Deux grands chantiers
L’accès aux soins. Objectif pour l’Ordre : améliorer l’accès aux soins pour les personnes en situation de handicap ou de précarité et les personnes âgées dépendantes résidant ou non en Établissement d’Hébergement pour Personnes Âgées Dépendantes (EHPAD). L’Ordre a réuni en avril les associations concernées et ses correspondants régionaux. Un recensement de toutes les initiatives existantes va permettre de proposer une cartographie très précise de l’accessibilité et des bonnes pratiques de chirurgiens-dentistes. Un rapport sur l’offre de soins bucco-dentaires sera remis aux pouvoirs publics courant novembre.

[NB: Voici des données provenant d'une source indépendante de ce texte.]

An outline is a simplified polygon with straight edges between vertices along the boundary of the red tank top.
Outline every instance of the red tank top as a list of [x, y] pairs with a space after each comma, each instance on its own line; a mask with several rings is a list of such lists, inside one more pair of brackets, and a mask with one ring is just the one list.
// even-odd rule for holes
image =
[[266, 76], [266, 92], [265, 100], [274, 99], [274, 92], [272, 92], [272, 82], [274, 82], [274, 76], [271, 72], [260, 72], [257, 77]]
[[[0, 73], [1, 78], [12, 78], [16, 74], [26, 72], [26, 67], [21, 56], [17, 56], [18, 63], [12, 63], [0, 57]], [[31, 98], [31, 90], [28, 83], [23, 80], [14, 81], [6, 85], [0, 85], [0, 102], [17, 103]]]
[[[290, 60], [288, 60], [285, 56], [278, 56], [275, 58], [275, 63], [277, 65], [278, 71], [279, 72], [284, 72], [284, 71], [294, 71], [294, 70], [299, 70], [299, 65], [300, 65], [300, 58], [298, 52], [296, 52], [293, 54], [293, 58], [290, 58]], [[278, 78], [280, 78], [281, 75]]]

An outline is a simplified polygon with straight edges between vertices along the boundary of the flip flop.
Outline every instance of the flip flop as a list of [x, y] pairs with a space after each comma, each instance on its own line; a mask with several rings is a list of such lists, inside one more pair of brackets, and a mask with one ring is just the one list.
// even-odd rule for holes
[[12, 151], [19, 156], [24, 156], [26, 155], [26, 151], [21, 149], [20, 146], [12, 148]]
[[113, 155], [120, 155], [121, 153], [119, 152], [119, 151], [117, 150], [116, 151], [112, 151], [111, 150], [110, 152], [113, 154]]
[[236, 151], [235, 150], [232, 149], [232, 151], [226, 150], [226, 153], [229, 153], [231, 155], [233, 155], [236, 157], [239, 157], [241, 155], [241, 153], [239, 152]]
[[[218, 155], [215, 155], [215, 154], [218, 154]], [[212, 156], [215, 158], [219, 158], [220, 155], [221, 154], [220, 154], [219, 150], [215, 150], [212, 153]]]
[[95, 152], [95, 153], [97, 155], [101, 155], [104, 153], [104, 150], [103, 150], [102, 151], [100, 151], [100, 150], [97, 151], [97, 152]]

Le pôle patients. Le 2 juin, quinze associations (personnes âgées, diabétiques, VIH, pauvreté…) sont venues à l’Ordre pour faire part des besoins et des freins que peuvent rencontrer les patients dans l’accès aux soins bucco-dentaires.Il a été question de testing (possibilité offerte à l’Ordre par la loi de santé), de prévention et de formation.